It's been a slow quarter for news out of Celgene (NASDAQ:CELG), which reported Q1 results today. The company has a new CEO, Mr. Alles, a well-regarded executive. I expect him to go easy on the late-stage acquisitions. CELG has numerous irons in the fire, which I will try to put in context a little later.
As explained in my recent article Competitive And Legal Threats To Celgene, I suspect that CELG got so very acquisitive last year because it is aware of those threats; that's my current guess - there's no way to know for sure.
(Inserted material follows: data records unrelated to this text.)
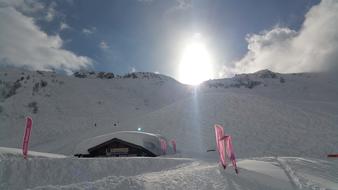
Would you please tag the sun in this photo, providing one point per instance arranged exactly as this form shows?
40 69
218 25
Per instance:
196 64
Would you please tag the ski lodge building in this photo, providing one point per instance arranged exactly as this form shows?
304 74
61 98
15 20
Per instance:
124 144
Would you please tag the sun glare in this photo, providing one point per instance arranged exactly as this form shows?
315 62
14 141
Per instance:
195 65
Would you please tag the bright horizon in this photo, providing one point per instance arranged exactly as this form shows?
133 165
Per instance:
189 40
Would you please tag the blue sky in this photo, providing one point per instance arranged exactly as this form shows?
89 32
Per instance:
121 36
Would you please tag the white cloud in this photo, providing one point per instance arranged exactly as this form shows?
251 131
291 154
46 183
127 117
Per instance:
103 45
64 26
25 6
88 31
23 44
313 48
51 12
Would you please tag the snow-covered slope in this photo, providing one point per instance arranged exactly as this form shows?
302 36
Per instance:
67 109
281 173
267 113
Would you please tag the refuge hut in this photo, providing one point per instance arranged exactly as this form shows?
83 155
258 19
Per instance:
124 144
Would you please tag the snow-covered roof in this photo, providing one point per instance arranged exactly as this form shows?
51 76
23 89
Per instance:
149 141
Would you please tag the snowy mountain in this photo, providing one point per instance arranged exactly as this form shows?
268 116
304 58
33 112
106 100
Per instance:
275 120
286 110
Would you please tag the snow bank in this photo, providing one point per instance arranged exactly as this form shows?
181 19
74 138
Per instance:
167 173
17 153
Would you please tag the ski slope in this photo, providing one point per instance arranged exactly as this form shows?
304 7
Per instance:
165 173
283 126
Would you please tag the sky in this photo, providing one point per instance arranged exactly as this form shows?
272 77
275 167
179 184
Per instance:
124 36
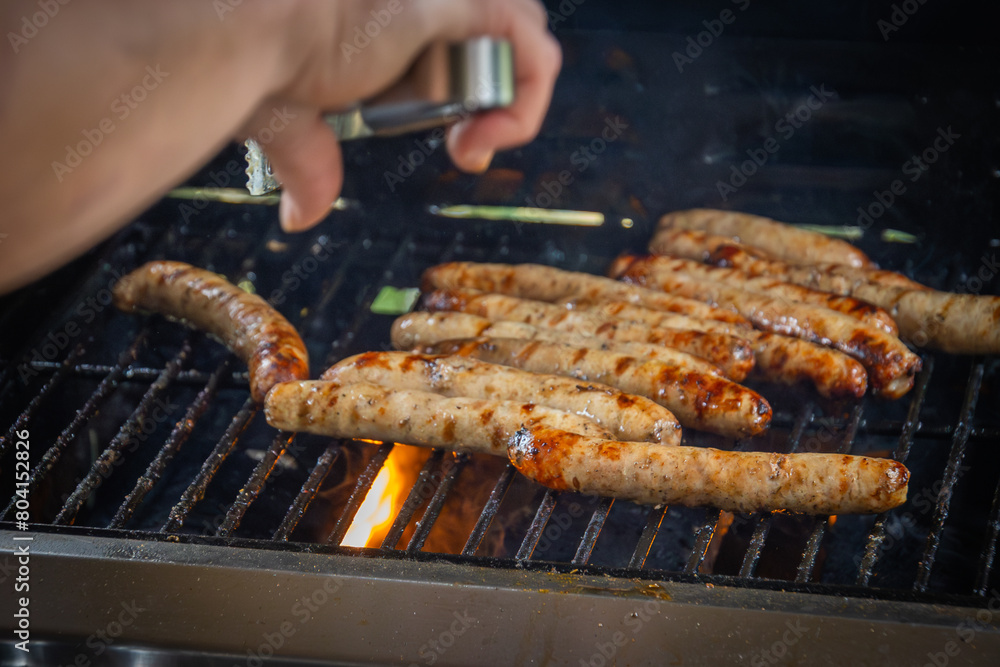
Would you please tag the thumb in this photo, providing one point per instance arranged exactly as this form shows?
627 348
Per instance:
306 158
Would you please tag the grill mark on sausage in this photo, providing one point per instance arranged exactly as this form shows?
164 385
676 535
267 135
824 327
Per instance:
248 325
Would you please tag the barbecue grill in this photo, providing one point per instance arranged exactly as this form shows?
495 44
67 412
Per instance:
166 515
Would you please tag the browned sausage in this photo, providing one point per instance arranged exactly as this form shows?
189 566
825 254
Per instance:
628 417
835 278
706 402
248 325
734 481
695 244
546 283
665 244
890 365
959 323
777 358
366 410
792 360
422 328
730 353
777 239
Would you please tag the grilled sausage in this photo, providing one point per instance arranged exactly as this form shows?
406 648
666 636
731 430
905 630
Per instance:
958 323
735 481
422 328
705 402
248 325
868 313
775 238
730 353
366 410
835 278
890 365
777 358
627 417
695 244
792 360
546 283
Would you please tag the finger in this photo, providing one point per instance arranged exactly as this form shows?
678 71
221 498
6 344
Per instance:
306 158
537 59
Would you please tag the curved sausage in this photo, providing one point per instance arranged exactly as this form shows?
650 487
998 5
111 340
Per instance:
627 417
705 402
734 481
730 353
890 364
248 325
422 328
777 239
546 283
366 410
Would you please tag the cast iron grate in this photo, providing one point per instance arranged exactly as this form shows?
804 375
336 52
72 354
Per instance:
209 468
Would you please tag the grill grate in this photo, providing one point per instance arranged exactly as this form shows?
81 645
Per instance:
190 466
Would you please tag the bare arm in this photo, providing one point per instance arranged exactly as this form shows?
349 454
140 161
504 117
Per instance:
111 102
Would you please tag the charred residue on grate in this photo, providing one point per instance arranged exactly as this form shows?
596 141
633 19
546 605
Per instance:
215 468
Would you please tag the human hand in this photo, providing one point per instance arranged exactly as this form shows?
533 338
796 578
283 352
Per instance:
305 154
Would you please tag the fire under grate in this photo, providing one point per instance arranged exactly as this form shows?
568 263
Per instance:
152 437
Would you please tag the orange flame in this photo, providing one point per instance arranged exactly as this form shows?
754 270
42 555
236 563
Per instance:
384 499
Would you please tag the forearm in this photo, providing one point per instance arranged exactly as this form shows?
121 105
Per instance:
97 108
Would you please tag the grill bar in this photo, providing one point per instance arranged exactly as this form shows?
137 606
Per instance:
950 478
593 531
646 538
61 371
990 548
103 390
196 490
702 539
133 428
178 436
361 488
489 511
414 500
451 469
537 525
763 522
308 492
256 483
808 563
873 548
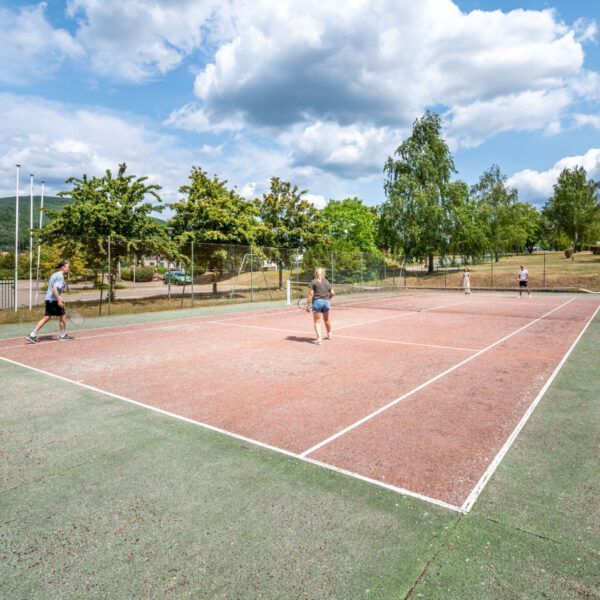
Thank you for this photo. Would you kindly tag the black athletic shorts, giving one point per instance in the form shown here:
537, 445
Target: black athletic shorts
53, 309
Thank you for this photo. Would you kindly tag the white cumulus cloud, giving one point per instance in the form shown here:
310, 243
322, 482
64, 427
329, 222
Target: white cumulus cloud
30, 48
537, 186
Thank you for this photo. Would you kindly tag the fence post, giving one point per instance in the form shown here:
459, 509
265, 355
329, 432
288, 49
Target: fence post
332, 262
109, 281
544, 276
251, 277
17, 240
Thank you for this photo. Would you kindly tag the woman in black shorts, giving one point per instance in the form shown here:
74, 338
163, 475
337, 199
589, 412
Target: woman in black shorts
319, 294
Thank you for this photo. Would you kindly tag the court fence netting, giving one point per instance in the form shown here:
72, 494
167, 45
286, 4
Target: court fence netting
113, 275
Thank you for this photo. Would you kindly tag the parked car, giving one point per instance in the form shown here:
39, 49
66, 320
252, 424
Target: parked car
177, 277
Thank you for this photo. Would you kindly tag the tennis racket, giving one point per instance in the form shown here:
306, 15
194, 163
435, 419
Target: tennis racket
303, 303
74, 316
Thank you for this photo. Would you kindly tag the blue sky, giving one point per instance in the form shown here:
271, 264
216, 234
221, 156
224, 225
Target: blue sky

Principal among these threats is the patent threat to its flagship product Revlimid, most prominently in the US and secondarily in the EU. I'll have more to say about this key topic later. Also importantly, its blockbuster Abraxane has been the subject of a patent challenge.
So in order to keep the investor community optimistic, CELG has a dual challenge. The easier one is to grow sales and earnings rapidly, something it's been great at. The more difficult one is to move forward on its large, diverse pipeline.
First up, some data and comments on Q1 results and guidance for 2016.
CELG reports another quarter of growth
The company reported EPS of $0.99 per share in Q1:
Based on U.S. GAAP (Generally Accepted Accounting Principles), Celgene reported first quarter of 2016 net income of $801 million or $0.99 per diluted share. For the first quarter of 2015, net income was $719 million or $0.86 per diluted share.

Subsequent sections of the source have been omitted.